In response to the ACTH draw, I spoke with my doc about this. He prefers to check in March (during the bump up) and during the fall rise. We are in Arizona and this may differ with other areas. I test 4 times a year, because I can. I do a full panel in the fall, and every few months pull blood for ACTH. I want to know that the compounded pergolide is doing its job and keeping Ace in the low normals and as a result, will adjust his medication as needed based on results.
Just my 2 cents worth.
Leigh, Ace and Shadow
On Monday, January 30, 2017 11:52 AM, "Jill, Khari & Jetty in Idaho via Groups.Io" <kharimom2001@...> wrote:
First off, apologies for not updating my case history before posting this but it will not save for some reason. I keep getting a message box that says I need to use "ODF format" but when I choose that, it still does not save.

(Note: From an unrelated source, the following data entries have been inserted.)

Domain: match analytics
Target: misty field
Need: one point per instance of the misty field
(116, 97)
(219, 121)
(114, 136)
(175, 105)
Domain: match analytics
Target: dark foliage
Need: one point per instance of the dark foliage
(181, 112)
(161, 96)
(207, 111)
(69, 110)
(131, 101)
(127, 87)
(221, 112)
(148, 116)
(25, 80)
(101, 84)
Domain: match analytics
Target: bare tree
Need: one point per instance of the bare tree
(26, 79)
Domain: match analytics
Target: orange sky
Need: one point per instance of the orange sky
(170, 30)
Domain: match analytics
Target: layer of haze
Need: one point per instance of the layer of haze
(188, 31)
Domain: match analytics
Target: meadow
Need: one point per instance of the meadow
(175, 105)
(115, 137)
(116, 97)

I will get some help on that when more tech savvy son comes.
For now, I have a treatment concern regarding my IR and likely PPID gelding. He has for years developed an edematous sheath when not exercising regularly. I have assumed it was associated with his age (nearly 20 now) and metabolic status. Last October, he presented with unilateral pitting ventral edema that included the sheath and one hind leg. He was diagnosed with Pigeon fever and put on SMZ/TMZ for 6 weeks. The abdominal and leg edema went away and the sheath decreased significantly but not to normal. During his treatment course, I read in the files that sulfa drugs are not recommended for PPID horses so I after the 6 weeks, I hoped that the rest of the swelling would go away with exercise. He has never acted "sick" during this time. Unfortunately our weather here took a record-setting turn for the worse and we have been under a permanent layer of snow and ice since Christmas so no one is getting any exercise. The horses are moving very little on their own due to the unrelenting icy conditions.

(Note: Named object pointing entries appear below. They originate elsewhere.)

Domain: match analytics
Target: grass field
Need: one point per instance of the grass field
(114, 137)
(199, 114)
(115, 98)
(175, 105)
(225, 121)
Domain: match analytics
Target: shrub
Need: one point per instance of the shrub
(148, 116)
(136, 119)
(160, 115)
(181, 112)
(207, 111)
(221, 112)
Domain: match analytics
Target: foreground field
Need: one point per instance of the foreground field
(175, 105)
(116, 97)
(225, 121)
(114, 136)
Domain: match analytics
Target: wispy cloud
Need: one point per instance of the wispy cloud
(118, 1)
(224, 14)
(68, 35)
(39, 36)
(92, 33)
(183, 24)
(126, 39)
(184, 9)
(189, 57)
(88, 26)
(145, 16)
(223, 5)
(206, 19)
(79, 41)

His sheath has been slowly getting more swollen and today I noticed a patch of the ventral edema again. The vet wants to start him back on the TMZ. I told the vet at the initial diagnosis in October that Khari had an ACTH of 49 over a year ago but has not been on pergolide because the (different) vet who drew the blood thought it was not so far out of range and was probably due to the extreme stress created during the blood drawing process. (yelling & rope yanking by the vet, Khari rearing & running - followed by him standing for draw but quivering all over while I held him). Also, he would not prescribe compounded pergolide and my finances were at the breaking point. Anyway, the new vet who diagnosed the Pigeon fever (at a highly regarded equine hospital here) believes the only way to diagnosis PPID is with the Dex suppression test which I don't want. Also, he didn't think we should do any metabolic testing while Khari was ill with the Pigeon fever.
#1: Does anyone have any experience with treating Pigeon fever with something other than SMZ?

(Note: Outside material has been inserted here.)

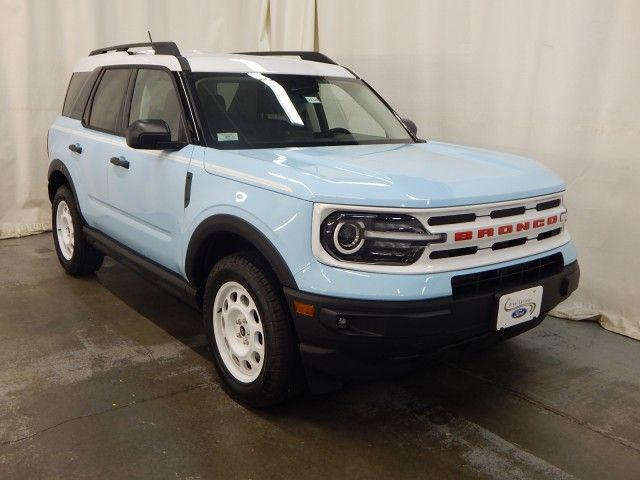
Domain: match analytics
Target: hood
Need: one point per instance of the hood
(417, 175)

#2: Could all of this edema still be connected with either his IR status or PPID? Or something else?
#3: Is it too early in the year to have an ACTH drawn? Assuming I can find yet another vet who will do the ACTH and not abuse my horse? The current vet is a good horse handler and had no problems drawing blood for the CBC - but is adamant that an ACTH alone is not an accurate diagnostic tool.